Dans cette affaire, un directeur commercial sollicitait auprès de son précédent employeur, le paiement de la contrepartie financière au titre d’une clause de non concurrence dont il n’avait pas été libéré lors de la conclusion d’un accord tripartite (entre lui et ses deux employeurs successifs) qui organisait le transfert de son contrat de travail auprès d’une autre société du même groupe.

Cette question était en principe réglée par la jurisprudence initiée en 1997 (Cass.soc., 3 juin 1997, n° 94-44.848) en vertu de laquelle, dans le cadre d’une mobilité intra-groupe, si le premier employeur ne dénonce pas la clause de non-concurrence en temps voulu, celle-ci est privée d’effet jusqu’au jour où le contrat de travail avec le second employeur est rompu.

La Cour de cassation vient de préciser que cette solution n’est valable qu’à la condition que le délai contractuel d’application de la clause de non-concurrence soit encore en cours au moment de la rupture du second contrat. Autrement dit, la mobilité intra-groupe d’un salarié n’a pas pour effet de reporter ou de proroger la durée d’application de la clause de non-concurrence.

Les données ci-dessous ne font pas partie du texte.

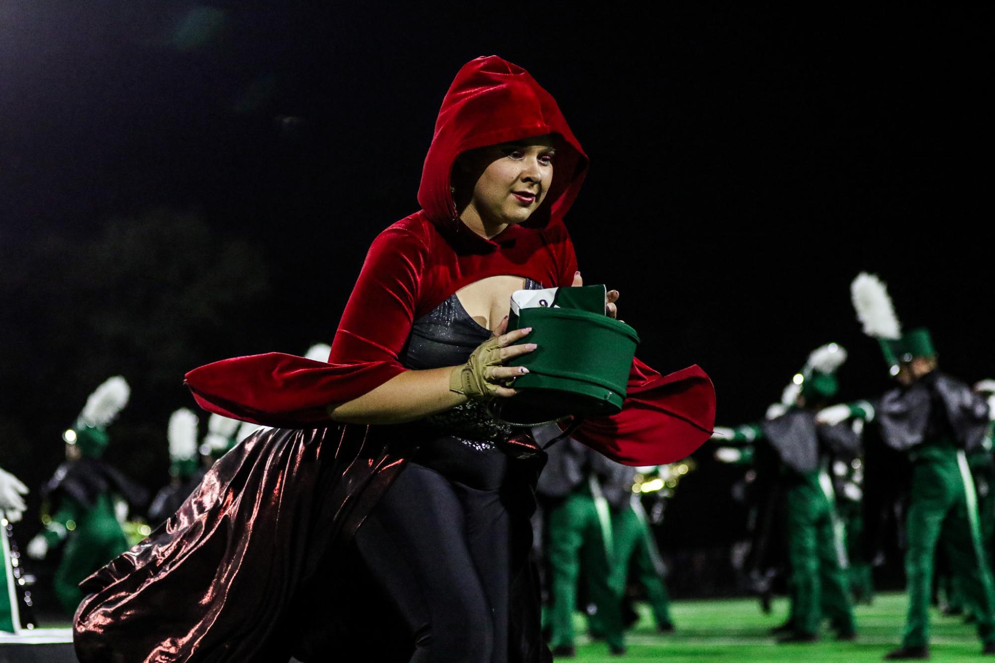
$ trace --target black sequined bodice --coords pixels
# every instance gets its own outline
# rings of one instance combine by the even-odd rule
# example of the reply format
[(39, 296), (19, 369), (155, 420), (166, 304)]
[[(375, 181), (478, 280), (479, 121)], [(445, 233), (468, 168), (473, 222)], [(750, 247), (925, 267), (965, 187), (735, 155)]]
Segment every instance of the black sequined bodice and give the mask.
[[(535, 281), (525, 279), (524, 289), (540, 288)], [(454, 293), (430, 313), (415, 320), (401, 353), (401, 364), (416, 370), (459, 366), (489, 338), (491, 331), (470, 316)], [(427, 416), (424, 422), (441, 434), (452, 435), (465, 444), (481, 448), (492, 447), (494, 442), (507, 439), (512, 432), (511, 426), (495, 420), (481, 401), (470, 401)]]

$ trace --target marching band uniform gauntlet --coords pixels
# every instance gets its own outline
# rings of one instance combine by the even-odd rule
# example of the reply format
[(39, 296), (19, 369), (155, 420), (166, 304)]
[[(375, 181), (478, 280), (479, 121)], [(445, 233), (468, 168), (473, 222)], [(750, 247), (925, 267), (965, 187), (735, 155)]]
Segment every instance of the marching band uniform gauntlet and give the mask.
[(453, 369), (449, 376), (449, 391), (462, 394), (471, 401), (494, 398), (499, 385), (488, 382), (485, 373), (488, 368), (500, 366), (500, 347), (495, 336), (478, 346), (466, 364)]

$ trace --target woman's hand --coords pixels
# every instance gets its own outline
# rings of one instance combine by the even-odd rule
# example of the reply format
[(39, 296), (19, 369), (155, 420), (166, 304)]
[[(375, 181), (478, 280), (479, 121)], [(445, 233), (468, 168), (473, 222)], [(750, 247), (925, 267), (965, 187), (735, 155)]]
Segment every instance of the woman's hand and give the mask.
[[(573, 273), (573, 287), (580, 287), (584, 284), (584, 279), (581, 278), (580, 272), (575, 271)], [(608, 313), (608, 317), (615, 318), (618, 320), (619, 317), (619, 307), (615, 305), (615, 302), (619, 300), (618, 290), (609, 290), (605, 293), (605, 312)]]
[(453, 369), (449, 389), (474, 401), (494, 397), (508, 398), (515, 391), (508, 387), (515, 378), (528, 373), (524, 366), (502, 366), (506, 361), (535, 350), (534, 343), (513, 345), (528, 333), (531, 327), (507, 331), (507, 316), (500, 321), (494, 336), (482, 343), (463, 366)]

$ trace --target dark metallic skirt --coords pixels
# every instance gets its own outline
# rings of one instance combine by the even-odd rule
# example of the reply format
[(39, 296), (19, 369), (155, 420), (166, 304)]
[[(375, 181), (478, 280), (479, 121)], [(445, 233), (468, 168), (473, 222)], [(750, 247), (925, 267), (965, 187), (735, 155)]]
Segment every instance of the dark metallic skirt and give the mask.
[[(410, 448), (402, 426), (264, 429), (147, 539), (81, 586), (82, 663), (387, 660), (405, 639), (364, 590), (348, 545)], [(407, 442), (407, 443), (406, 443)], [(549, 660), (527, 560), (531, 488), (544, 457), (512, 463), (510, 659)], [(402, 647), (403, 650), (403, 647)], [(403, 651), (388, 657), (407, 660)]]

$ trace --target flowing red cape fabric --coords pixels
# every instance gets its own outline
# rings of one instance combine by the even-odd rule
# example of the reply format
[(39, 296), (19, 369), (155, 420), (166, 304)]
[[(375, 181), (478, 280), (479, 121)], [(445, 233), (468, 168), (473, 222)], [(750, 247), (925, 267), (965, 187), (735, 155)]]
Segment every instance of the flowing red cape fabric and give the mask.
[[(542, 204), (525, 224), (490, 240), (476, 235), (457, 217), (450, 191), (457, 157), (539, 135), (557, 148)], [(388, 445), (377, 434), (388, 426), (329, 422), (325, 410), (406, 371), (399, 356), (413, 322), (465, 285), (495, 275), (570, 285), (577, 260), (563, 218), (586, 172), (587, 156), (556, 101), (527, 72), (497, 56), (464, 66), (425, 159), (422, 210), (373, 241), (328, 362), (270, 353), (187, 374), (205, 410), (291, 429), (237, 445), (166, 525), (84, 581), (80, 660), (270, 663), (294, 651), (313, 653), (301, 660), (356, 660), (341, 653), (354, 633), (328, 637), (340, 625), (333, 615), (315, 621), (301, 608), (314, 602), (307, 592), (320, 586), (317, 575), (342, 574), (327, 561), (400, 471), (407, 439), (404, 426), (390, 426)], [(656, 464), (696, 448), (713, 420), (714, 392), (696, 366), (661, 376), (635, 362), (623, 411), (586, 421), (576, 435), (622, 462)], [(527, 545), (518, 554), (527, 556)], [(535, 593), (522, 595), (534, 602)], [(327, 602), (352, 604), (348, 596)], [(279, 636), (282, 628), (290, 630)], [(538, 631), (537, 613), (522, 619), (513, 660), (549, 660)]]

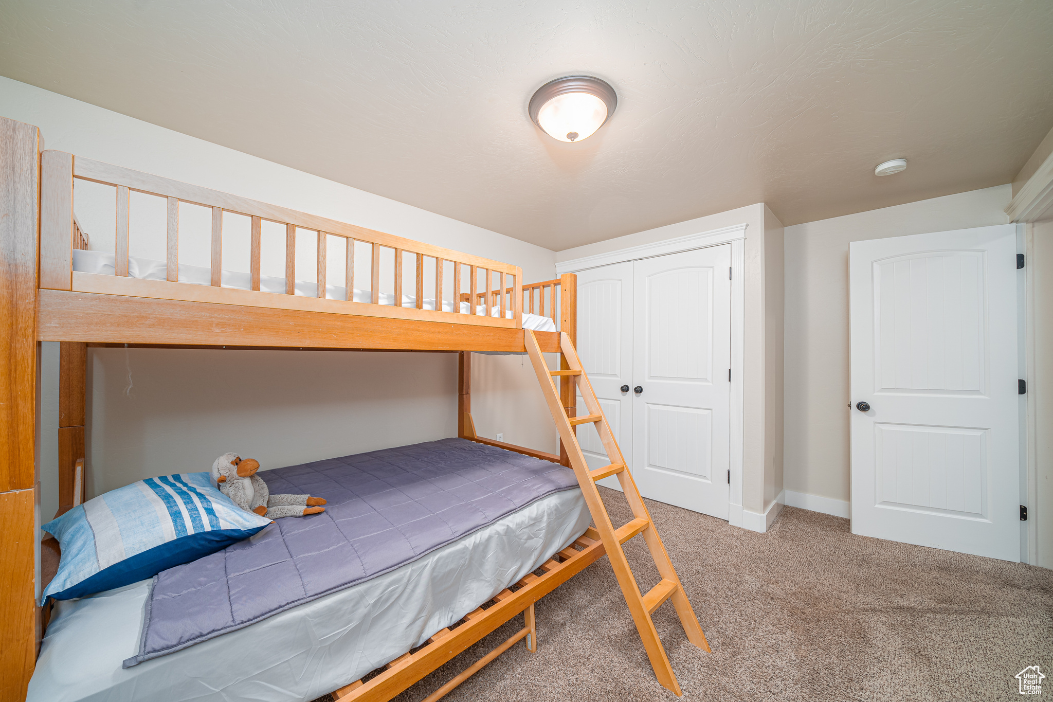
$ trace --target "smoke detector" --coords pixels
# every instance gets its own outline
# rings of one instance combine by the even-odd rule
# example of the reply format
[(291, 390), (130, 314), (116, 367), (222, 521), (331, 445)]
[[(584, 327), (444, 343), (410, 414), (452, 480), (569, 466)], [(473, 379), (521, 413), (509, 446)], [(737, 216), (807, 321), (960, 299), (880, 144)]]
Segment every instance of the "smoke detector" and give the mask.
[(899, 173), (900, 171), (907, 169), (907, 159), (892, 159), (891, 161), (886, 161), (885, 163), (879, 163), (876, 168), (874, 168), (875, 176), (891, 176), (894, 173)]

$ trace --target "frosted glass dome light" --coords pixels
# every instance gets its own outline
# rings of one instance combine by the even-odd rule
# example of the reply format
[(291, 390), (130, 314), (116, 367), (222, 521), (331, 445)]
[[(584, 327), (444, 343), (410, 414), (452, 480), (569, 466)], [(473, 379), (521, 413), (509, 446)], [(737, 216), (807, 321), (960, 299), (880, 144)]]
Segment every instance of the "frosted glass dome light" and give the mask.
[(611, 118), (618, 98), (605, 81), (567, 76), (545, 83), (530, 101), (530, 118), (553, 139), (588, 139)]

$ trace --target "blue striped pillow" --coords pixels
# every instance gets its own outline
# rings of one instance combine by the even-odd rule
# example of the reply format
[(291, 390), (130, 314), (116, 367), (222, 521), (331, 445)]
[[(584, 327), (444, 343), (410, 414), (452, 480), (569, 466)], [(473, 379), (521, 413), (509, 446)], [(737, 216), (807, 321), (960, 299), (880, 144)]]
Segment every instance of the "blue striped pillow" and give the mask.
[(140, 480), (44, 524), (62, 548), (44, 597), (68, 600), (152, 578), (270, 523), (213, 487), (207, 472)]

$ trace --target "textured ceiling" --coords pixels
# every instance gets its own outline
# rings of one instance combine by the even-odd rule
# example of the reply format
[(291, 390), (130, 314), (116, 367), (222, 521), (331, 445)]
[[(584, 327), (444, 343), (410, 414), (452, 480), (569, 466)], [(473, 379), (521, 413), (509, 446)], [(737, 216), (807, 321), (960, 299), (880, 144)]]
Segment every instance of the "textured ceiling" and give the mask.
[[(0, 32), (15, 80), (554, 249), (1007, 183), (1053, 126), (1050, 0), (5, 0)], [(618, 108), (567, 144), (526, 103), (575, 73)]]

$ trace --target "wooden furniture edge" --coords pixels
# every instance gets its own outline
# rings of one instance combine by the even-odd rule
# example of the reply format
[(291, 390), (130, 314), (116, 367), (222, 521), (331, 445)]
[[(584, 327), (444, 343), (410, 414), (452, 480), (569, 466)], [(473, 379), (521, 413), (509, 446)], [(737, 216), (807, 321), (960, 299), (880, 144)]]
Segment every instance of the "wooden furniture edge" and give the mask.
[[(577, 551), (575, 556), (562, 562), (555, 561), (555, 558), (550, 559), (542, 564), (542, 569), (545, 570), (544, 575), (536, 576), (535, 580), (520, 587), (511, 597), (482, 610), (478, 616), (473, 613), (473, 616), (469, 617), (464, 624), (453, 629), (448, 636), (441, 637), (412, 654), (401, 665), (389, 668), (350, 690), (346, 695), (341, 695), (339, 702), (386, 702), (391, 700), (603, 556), (607, 551), (598, 537), (595, 529), (590, 527), (585, 531), (585, 538), (594, 540), (593, 543)], [(346, 687), (341, 689), (346, 689)]]
[(514, 319), (483, 317), (482, 315), (461, 315), (459, 313), (442, 312), (441, 309), (418, 309), (401, 305), (331, 300), (329, 298), (314, 298), (303, 295), (243, 290), (237, 287), (214, 287), (195, 285), (193, 283), (174, 283), (164, 280), (126, 278), (97, 273), (74, 273), (73, 290), (77, 293), (122, 295), (152, 300), (182, 300), (184, 302), (233, 304), (263, 307), (266, 309), (300, 309), (334, 315), (355, 315), (358, 317), (413, 319), (446, 324), (517, 327), (517, 322)]
[(479, 436), (474, 437), (461, 437), (462, 439), (469, 439), (470, 441), (475, 441), (477, 443), (486, 444), (488, 446), (497, 446), (498, 448), (504, 448), (505, 450), (512, 450), (517, 454), (522, 454), (523, 456), (532, 456), (533, 458), (539, 458), (542, 461), (551, 461), (552, 463), (559, 463), (559, 457), (555, 454), (550, 454), (548, 452), (538, 450), (536, 448), (528, 448), (526, 446), (517, 446), (516, 444), (505, 443), (503, 441), (494, 441), (492, 439), (483, 439)]
[[(523, 330), (184, 300), (40, 289), (39, 341), (523, 352)], [(417, 310), (420, 312), (420, 310)], [(559, 335), (539, 333), (544, 350)]]

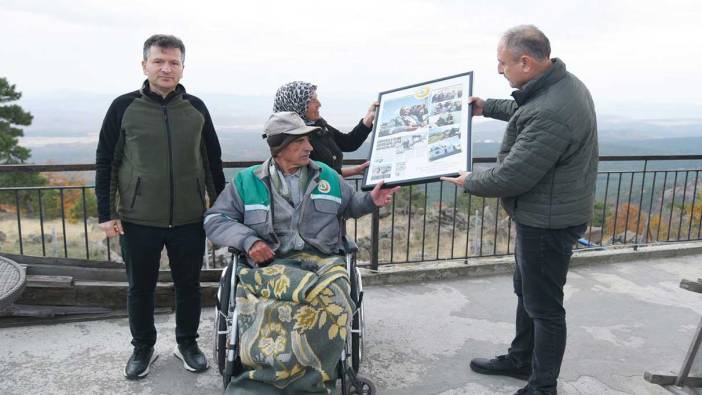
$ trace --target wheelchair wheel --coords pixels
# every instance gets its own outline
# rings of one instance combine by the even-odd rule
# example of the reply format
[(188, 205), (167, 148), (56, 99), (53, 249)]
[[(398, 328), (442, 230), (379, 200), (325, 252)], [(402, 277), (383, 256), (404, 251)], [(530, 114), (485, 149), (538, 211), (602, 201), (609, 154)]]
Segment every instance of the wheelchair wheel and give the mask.
[(351, 321), (351, 367), (355, 373), (361, 367), (363, 361), (363, 335), (364, 335), (364, 315), (363, 315), (363, 283), (361, 273), (356, 266), (353, 266), (353, 276), (351, 280), (351, 292), (354, 303), (356, 303), (356, 314)]
[(348, 381), (346, 393), (349, 395), (375, 395), (376, 393), (375, 384), (366, 377), (356, 375), (355, 385), (353, 380)]

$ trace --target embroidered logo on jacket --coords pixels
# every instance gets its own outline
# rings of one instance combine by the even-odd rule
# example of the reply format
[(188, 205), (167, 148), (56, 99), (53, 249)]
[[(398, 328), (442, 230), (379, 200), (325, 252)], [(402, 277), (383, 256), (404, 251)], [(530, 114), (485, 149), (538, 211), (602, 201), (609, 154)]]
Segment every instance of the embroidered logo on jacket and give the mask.
[(319, 189), (319, 192), (322, 193), (329, 193), (329, 191), (331, 191), (331, 185), (329, 185), (329, 181), (327, 180), (320, 181), (317, 188)]

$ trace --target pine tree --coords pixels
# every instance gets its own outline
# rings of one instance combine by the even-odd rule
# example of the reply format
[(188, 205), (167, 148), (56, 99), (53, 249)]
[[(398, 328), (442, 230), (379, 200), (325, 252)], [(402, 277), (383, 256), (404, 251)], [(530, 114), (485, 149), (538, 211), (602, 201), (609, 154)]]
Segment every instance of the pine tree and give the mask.
[[(15, 85), (10, 85), (6, 78), (0, 78), (0, 165), (14, 165), (25, 163), (31, 156), (31, 151), (19, 145), (19, 138), (24, 136), (24, 131), (18, 126), (29, 126), (32, 123), (32, 114), (25, 111), (18, 104), (11, 104), (22, 97)], [(2, 187), (28, 187), (47, 184), (46, 177), (38, 173), (0, 173), (0, 186)], [(30, 214), (36, 212), (38, 204), (34, 194), (20, 192), (17, 196), (20, 206)], [(12, 192), (0, 193), (0, 203), (14, 205), (15, 194)]]
[(22, 129), (15, 127), (32, 124), (32, 114), (22, 107), (11, 103), (22, 97), (6, 78), (0, 78), (0, 164), (24, 163), (30, 156), (30, 150), (18, 144), (18, 138), (24, 136)]

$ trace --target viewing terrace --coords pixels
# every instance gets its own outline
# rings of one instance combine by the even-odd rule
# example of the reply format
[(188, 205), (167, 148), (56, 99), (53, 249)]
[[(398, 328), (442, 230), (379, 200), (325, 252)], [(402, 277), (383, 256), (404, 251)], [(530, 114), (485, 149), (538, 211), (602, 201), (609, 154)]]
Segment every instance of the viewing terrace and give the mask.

Si cette décision réduit considérablement le risque de réactivation d’une clause de non concurrence plusieurs mois voire plusieurs années après la rupture du contrat initial, il est préférable de veiller en pratique à ce que la clause de non concurrence suive le salarié. Cela signifie que l’accord tripartite doit prévoir à la fois (i) la levée de la clause de non concurrence rattachée au contrat de travail initial et (ii) l’introduction d’une nouvelle clause de non concurrence rattachée au contrat de travail avec le nouvel employeur et ce quand bien même les termes de la clause de non-concurrence seraient identiques.